Wenn das der Fall ist dann wäre das was Boeing eingebaut hat wohl eine der dümmsten Fehlkonstruktionen der Menschheitsgeschichte, weil es für ein "überstimmen" des Piloten nicht die geringste Notwendigkeit geben würde. Die Verantwortung würde in jeder Situation beim Piloten liegen, und die Einstufung für das System an sich wäre SIL 0.






rostiger Nagel schrieb:


> Nicht dumm, das meinst du aber jetzt ironisch .
> Die Leute waren so dumm, das die Geldgier, den Verstand abgeschaltet hat.
> Im übrigen können Piloten schon eingreifen, aber das ist bei diesen Typ nicht
> so leicht, aber immerhin möglich.
> ...




Dass das Flugzeug eine Fehlkonstruktion war und mit maximaler Fahrlässigkeit gehandelt wurde steht wohl fest.


Dennoch bleiben bei mir Zweifel ob der weltweit zweitgrößte Hersteller von Luft- und Raumfahrttechnik wirklich so blöd ist das Teil durch ein völlig überflüssiges Assistenzsystem zu einer solchen Todesfalle zu machen, und die größte Krise der Firmengeschichte auszulösen.


Ich hoffe das bei der EASA fähige Leute sitzen die den Stand der Technik bei der funktionalen Sicherheit kennen, und in der Lage sind analytisch an die Sache ranzugehen.

Denn irgendwie hab ich den Eindruck das da etliches total verhunzt und vermischt wurde.

Die erste Frage wäre: kann der Pilot in jeder Situation das Flugzeug so kontrollieren, das keine Gefahr besteht auch wenn das System nicht arbeitet?

Wenn die Antwort darauf "nein" heißt, dann handelt es sich um eine Sicherheitsfunktion, es muss eine Einstufung durch eine Risikoanalyse gemacht werden die bei größer/gleich SIL 3 liegen dürfte, und sämtliche Anforderungen was Architektur, B10 Werte, Diagnosedeckungsgrad, Hardware-Fehlertoleranz, Resistenz gegen Fehler gemeinsamer Ursache usw angeht müssen eingehalten werden, da sonst die Anforderungen des europäischen Produkthaftungsrechts nicht erfüllt werden.

Und ehrlich gesagt seh ich da schwarz wie das technisch umsetzbar ist. Das Problem ist meiner Meinung nach durch ein E/E/PES nur sehr schwer zu lösen, aus den dargelegten Gründen, und noch einigen zusätzlichen Details die ich jetzt schon absehen kann.
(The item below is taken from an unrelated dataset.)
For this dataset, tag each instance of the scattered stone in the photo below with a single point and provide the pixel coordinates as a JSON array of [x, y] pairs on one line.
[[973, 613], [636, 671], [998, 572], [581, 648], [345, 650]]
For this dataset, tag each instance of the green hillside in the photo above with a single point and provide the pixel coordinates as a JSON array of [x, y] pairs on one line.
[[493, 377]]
Wenn es nur ein "nice to have" Assistenzsystem ist dann kann man es theoretisch auch durch eine Warnlampe ersetzen, und wie es genau funktioniert ist total unkritisch. Natürlich nur so lange es den Piloten nicht überstimmen kann, auch nicht durch eine Fehlfunktion z.B. des Systems, mit dem der Pilot das MCAS dann deaktivieren könnte. 

Dafür wäre auch bei einem Assistenzsystem aber wieder ein Sicherheitsnachweis nötig, da sogar jeder Außenstehende anhand der bekannt gewordenen Details erkennen kann dass durch ein Fehlansprechen des Systems ein Gefährdungsszenario besteht, und somit das Abschalten des Systems sicher (nach dem Stand der Technik) ausgeführt werden muss. 
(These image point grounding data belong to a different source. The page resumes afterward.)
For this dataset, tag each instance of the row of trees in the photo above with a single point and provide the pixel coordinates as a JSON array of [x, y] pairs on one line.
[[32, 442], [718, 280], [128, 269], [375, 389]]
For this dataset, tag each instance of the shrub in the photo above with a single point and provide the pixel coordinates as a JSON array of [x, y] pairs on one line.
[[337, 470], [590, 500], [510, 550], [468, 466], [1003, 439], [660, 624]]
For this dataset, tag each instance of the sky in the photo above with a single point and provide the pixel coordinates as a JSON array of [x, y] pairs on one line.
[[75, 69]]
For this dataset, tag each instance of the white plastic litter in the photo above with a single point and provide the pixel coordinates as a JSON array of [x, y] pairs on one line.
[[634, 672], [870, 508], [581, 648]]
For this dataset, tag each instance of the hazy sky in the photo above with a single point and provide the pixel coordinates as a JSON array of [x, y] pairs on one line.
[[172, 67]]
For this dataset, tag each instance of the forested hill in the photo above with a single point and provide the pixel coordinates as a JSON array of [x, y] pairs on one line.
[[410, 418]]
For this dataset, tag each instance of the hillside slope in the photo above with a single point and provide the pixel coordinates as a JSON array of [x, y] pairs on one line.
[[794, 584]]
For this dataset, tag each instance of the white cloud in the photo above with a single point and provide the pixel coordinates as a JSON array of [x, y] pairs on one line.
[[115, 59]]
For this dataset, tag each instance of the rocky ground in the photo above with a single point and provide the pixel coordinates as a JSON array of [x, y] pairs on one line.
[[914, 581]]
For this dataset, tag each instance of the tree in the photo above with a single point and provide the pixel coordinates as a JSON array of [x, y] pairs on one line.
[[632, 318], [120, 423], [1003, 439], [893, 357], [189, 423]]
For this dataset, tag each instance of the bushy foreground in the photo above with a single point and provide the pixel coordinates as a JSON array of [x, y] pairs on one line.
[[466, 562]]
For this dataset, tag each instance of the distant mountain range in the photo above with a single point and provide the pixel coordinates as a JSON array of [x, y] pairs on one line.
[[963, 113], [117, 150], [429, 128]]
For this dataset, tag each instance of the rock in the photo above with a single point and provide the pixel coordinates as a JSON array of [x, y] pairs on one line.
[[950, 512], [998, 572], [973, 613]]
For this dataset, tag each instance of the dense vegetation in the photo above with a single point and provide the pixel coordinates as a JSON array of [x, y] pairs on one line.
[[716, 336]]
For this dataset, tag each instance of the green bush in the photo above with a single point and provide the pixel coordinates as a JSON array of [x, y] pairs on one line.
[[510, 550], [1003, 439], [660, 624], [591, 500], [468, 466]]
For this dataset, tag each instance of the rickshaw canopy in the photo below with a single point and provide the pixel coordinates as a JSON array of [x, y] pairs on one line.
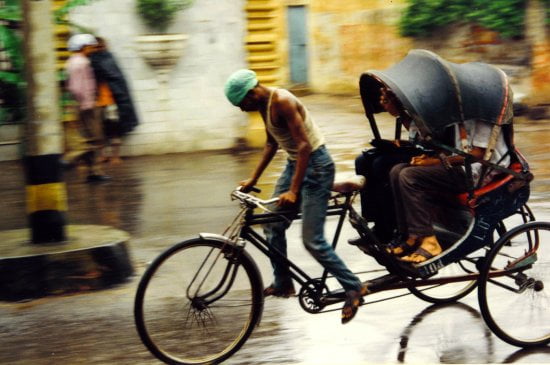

Wenn es aber stimmt dass das Verhalten mit dem zunehmenden Auftrieb bei steigendem Anstellwinkel von sämtlichen Zulassungsbehörden auf der Welt aus sicherheitsgründen nicht zugelassen wird, dann erfüllt das System an sich aber schon eine Sicherheitsfunktion, und alle Regeln der Technik aus der funktionalen Sicherheit sind anzuwenden um dem Produkthaftungsrecht genüge zu tun.

Mein Eindruck basierend auf meiner beruflichen Erfahrung ist dass das ganze komplett unsauber wirkt. Auch gerade das was jetzt als "Lösung" präsentiert wird.

Assistenzsystem und Sicherheitsfunktion werden vermischt, und das System führt weder seine Funktion sicher nach dem Stand der Technik aus, noch ist nachgewiesen das nicht durch Fehlfunktionen des Systems wieder neue Gefährdungen entstehen.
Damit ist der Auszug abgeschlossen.